As Paul McCreesh explains in his notes, there is no definitive version of this work, and on this occasion he chose to perform the version used for the first performance. He also preceded it by two movements from Handel’s Concerto Grosso Op. 6 no. 1, as the work has no overture. The soprano Gillian Webster sang the persona of Il Penseroso, and in “L’Allegro”, which is shared by three singers, the soprano part was sung by Laurence Kilsby, a treble (as in Handel’s first performance). The eloquent English tenor Jeremy Ovenden and the young baritone Ashley Riches, who is currently a Jette Parker Young Artist at the Royal Opera, completed the vocal line-up.
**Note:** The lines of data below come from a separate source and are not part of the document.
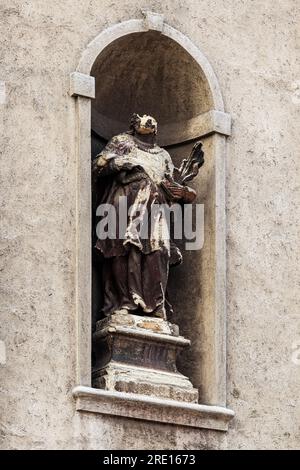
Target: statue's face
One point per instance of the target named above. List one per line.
(145, 124)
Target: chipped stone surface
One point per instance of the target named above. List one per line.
(252, 49)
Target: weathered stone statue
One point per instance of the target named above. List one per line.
(135, 347)
(136, 267)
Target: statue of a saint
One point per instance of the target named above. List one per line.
(136, 268)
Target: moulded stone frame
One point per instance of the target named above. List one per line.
(216, 123)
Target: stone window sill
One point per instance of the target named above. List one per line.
(147, 408)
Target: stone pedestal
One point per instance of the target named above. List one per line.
(138, 354)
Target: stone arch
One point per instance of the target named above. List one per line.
(208, 359)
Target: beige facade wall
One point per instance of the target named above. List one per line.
(252, 47)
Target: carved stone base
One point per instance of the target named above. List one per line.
(136, 354)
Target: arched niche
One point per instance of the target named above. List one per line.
(147, 66)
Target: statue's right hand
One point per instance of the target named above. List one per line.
(101, 161)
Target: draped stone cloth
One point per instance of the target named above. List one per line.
(136, 262)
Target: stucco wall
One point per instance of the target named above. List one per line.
(252, 48)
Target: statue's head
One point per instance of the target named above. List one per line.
(143, 124)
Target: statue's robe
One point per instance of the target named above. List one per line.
(136, 263)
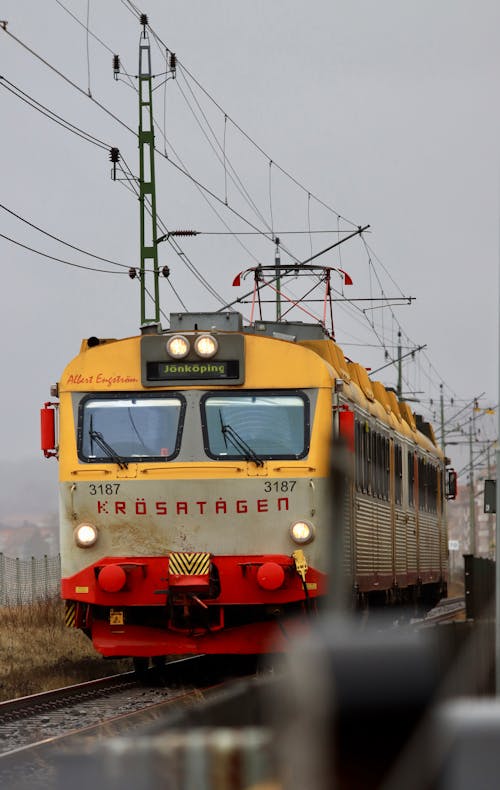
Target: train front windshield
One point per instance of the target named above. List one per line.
(256, 425)
(130, 427)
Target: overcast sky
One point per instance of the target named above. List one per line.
(387, 112)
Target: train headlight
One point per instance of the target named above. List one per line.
(85, 535)
(206, 346)
(302, 532)
(178, 346)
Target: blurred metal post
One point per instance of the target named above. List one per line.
(497, 531)
(340, 584)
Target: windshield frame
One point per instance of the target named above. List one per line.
(234, 456)
(143, 396)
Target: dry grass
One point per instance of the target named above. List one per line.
(38, 652)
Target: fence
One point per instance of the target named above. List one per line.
(26, 581)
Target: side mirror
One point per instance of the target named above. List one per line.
(48, 430)
(346, 428)
(451, 484)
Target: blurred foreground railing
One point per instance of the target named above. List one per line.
(25, 581)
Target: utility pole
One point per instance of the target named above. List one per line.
(472, 516)
(277, 263)
(400, 367)
(147, 187)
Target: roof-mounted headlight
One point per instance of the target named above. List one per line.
(302, 532)
(85, 535)
(206, 346)
(178, 346)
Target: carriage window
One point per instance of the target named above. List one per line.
(130, 427)
(411, 480)
(255, 425)
(398, 474)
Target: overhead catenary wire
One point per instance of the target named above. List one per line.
(201, 186)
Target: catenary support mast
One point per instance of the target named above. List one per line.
(147, 190)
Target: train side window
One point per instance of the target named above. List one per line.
(132, 427)
(398, 474)
(358, 453)
(367, 484)
(264, 424)
(411, 480)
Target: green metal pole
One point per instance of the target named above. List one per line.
(147, 188)
(443, 436)
(472, 515)
(400, 367)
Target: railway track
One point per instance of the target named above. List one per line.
(446, 610)
(36, 731)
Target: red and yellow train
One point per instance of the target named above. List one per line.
(195, 510)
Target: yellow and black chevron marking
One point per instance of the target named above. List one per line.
(70, 614)
(185, 563)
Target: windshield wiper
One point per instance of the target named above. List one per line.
(99, 439)
(236, 440)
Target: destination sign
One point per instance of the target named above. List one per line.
(206, 370)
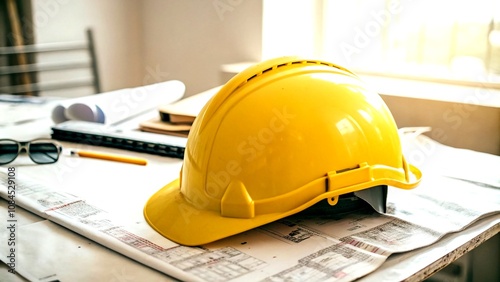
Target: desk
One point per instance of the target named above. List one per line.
(66, 252)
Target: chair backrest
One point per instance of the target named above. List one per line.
(58, 66)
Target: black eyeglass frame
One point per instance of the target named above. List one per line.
(25, 145)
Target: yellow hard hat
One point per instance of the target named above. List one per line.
(279, 137)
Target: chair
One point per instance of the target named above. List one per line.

There were so many vocal highlights that it is difficult to choose, but the most exquisitely performed of all was the aria “Sweet bird, that shuns’t the noises of Folly” in Part 1, in which the soprano sings an extensive duet with the nightingale (flute). Gillian Webster and the flautist Katy Bircher (who was positioned in the gallery of St John’s Smith Square) responded to each other with style and grace – it was also nice to see that McCreesh trusted the performers and only conducted when he needed to bring the ensemble together. I was also hugely impressed by the precociously talented Laurence Kilsby, who showed great maturity and expressiveness in his aria “And ever against eating cares” in Part 2. His isn’t the typical ethereal voice of the boy chorister, but is stronger, richer and technically very secure. The jolly tenor/chorus aria “Haste thee, nymph” (Part 1) was sung with appropriate humour by Jeremy Ovenden, and Ashley Riches shone in his recitatives and arias in Part 3, displaying great sensitivity to the text. At the end of the work, the tenor and soprano comes together for the famous duet “As steals the morn”, which was warmly sung with wonderful solo from Katharina Spreckelsen on the oboe. There were also notable obbligato solos from the cello, horn, organ and even a carillon.
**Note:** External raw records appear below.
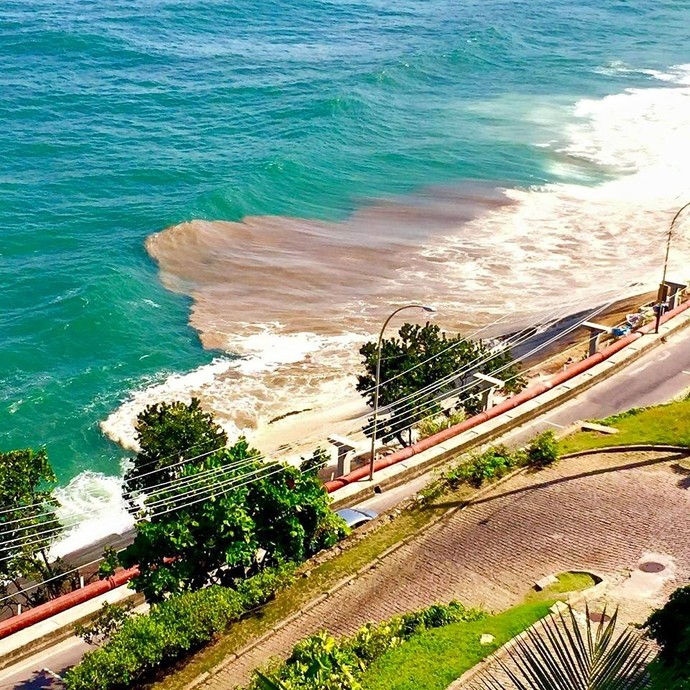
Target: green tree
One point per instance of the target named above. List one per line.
(419, 357)
(225, 516)
(543, 450)
(28, 526)
(560, 653)
(171, 436)
(669, 627)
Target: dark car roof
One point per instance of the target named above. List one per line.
(355, 516)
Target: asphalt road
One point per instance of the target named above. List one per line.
(657, 377)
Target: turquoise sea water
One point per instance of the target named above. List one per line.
(118, 119)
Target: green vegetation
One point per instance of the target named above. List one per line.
(663, 424)
(141, 644)
(356, 555)
(565, 654)
(28, 526)
(543, 450)
(221, 515)
(449, 488)
(567, 583)
(435, 658)
(432, 425)
(669, 627)
(170, 436)
(320, 662)
(493, 464)
(422, 356)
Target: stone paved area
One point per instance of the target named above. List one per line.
(599, 513)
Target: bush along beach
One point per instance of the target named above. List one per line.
(142, 644)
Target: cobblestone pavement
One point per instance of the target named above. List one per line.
(602, 513)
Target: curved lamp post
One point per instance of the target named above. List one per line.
(427, 309)
(661, 295)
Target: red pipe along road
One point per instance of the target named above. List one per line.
(79, 596)
(505, 406)
(64, 602)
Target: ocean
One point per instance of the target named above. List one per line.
(226, 199)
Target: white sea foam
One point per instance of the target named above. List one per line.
(557, 243)
(561, 240)
(91, 507)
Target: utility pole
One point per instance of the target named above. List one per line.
(663, 288)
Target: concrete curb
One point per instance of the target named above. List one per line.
(627, 449)
(418, 464)
(448, 450)
(63, 631)
(203, 677)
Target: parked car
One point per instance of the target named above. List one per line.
(355, 517)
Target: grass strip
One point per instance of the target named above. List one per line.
(435, 658)
(663, 424)
(321, 578)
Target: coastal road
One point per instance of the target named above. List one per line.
(656, 377)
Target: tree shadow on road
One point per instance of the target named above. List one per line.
(685, 482)
(41, 680)
(682, 468)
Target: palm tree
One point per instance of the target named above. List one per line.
(562, 653)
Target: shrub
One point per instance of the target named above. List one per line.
(492, 464)
(171, 629)
(429, 427)
(257, 590)
(323, 663)
(543, 450)
(669, 627)
(109, 620)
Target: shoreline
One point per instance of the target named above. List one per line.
(298, 433)
(286, 431)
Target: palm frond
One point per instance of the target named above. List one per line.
(562, 653)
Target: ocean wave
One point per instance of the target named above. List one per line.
(317, 290)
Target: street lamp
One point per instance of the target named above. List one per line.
(661, 295)
(427, 309)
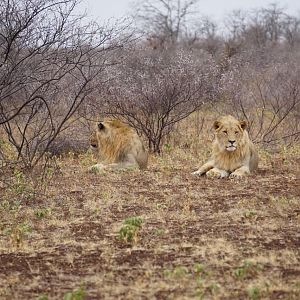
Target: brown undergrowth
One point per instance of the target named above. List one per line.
(74, 235)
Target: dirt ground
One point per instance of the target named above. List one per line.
(200, 238)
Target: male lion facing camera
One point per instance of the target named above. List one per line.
(233, 154)
(118, 146)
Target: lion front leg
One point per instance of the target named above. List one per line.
(97, 168)
(240, 172)
(218, 173)
(205, 168)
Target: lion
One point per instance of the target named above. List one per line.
(118, 146)
(233, 153)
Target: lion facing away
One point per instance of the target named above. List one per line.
(233, 154)
(118, 146)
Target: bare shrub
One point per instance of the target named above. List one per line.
(155, 90)
(267, 96)
(164, 22)
(49, 60)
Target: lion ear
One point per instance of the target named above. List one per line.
(217, 125)
(101, 126)
(243, 124)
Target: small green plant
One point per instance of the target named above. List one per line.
(177, 272)
(168, 148)
(250, 214)
(159, 231)
(78, 294)
(42, 297)
(248, 269)
(18, 233)
(43, 213)
(129, 231)
(199, 269)
(134, 221)
(214, 288)
(254, 293)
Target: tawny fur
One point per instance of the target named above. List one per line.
(233, 153)
(118, 146)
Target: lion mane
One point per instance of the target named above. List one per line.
(233, 153)
(118, 146)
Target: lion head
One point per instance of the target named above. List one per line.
(230, 133)
(110, 138)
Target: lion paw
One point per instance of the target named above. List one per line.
(236, 175)
(97, 168)
(197, 173)
(216, 173)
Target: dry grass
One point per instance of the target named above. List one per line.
(200, 238)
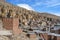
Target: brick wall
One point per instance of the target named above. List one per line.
(12, 24)
(8, 23)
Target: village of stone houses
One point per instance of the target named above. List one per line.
(17, 23)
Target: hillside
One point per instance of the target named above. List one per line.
(27, 17)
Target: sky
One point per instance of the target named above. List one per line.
(50, 6)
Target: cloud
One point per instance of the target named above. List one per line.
(26, 6)
(55, 13)
(47, 3)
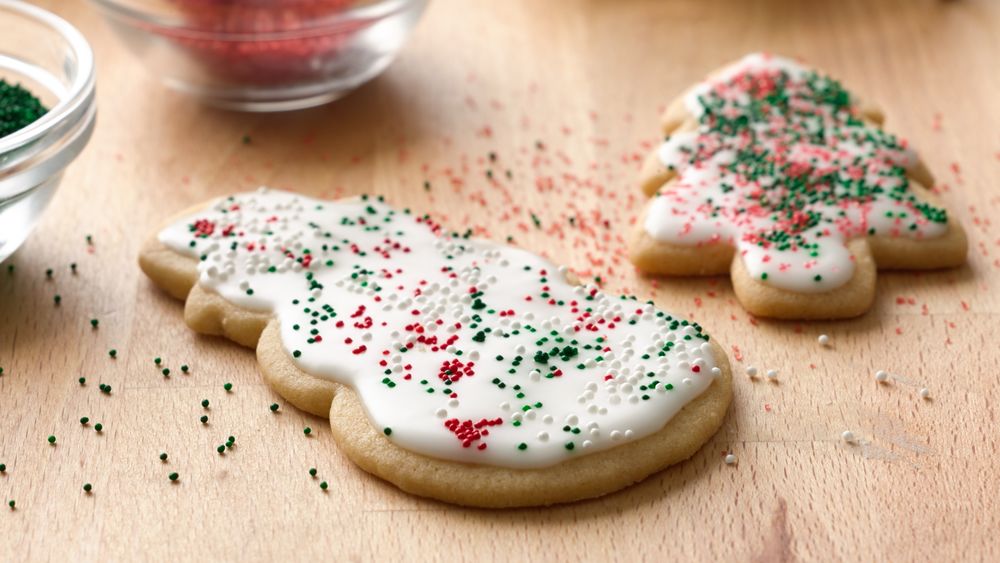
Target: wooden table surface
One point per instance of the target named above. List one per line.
(566, 95)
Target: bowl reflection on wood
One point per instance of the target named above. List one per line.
(264, 55)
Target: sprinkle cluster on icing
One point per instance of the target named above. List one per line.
(460, 349)
(783, 167)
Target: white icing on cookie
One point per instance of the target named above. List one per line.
(459, 349)
(782, 168)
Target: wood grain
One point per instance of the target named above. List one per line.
(566, 94)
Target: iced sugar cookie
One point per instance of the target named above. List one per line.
(459, 369)
(777, 174)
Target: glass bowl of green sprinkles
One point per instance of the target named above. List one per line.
(264, 55)
(47, 112)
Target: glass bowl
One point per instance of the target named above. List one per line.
(50, 58)
(264, 55)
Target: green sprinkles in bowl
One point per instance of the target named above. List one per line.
(18, 108)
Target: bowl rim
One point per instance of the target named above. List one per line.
(79, 90)
(177, 27)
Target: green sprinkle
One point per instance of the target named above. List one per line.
(18, 109)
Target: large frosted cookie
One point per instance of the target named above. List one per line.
(777, 174)
(459, 369)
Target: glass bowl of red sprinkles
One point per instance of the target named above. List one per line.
(47, 112)
(264, 55)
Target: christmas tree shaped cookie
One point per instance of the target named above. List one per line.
(777, 174)
(459, 369)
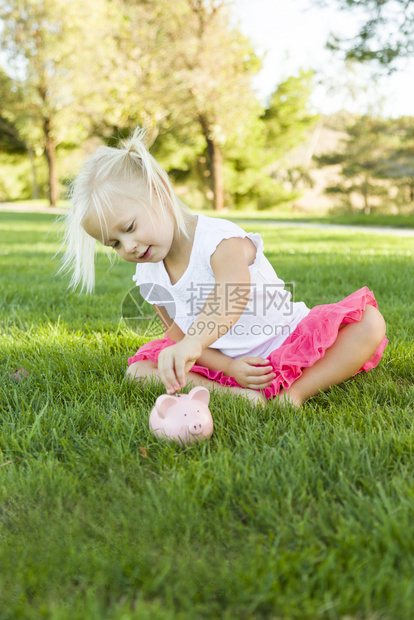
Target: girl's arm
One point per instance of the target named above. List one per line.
(230, 264)
(250, 372)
At the helm, Paul McCreesh controlled the orchestra and the chorus beautifully and his tempi were perfectly judged throughout. Unlike in his performances of Handel’s dramatic oratorios that I have heard previously, he took a more leisurely approach and didn’t push or drive the music and just let it flow naturally – only injecting energy when the music needed some forward momentum. The orchestral playing was generally excellent, although the violins, while nimble, sounded a little thin at first. The chorus was also outstanding, especially in the closing choral fugue in Part 2.

Perhaps it is because this is such a quintessentially 18th-century work that it is not as popular as some of Handel’s oratorios or odes, but performed with such sensitivity and well-judged sentiment as on this occasion, the work gives us nothing but pure pleasure.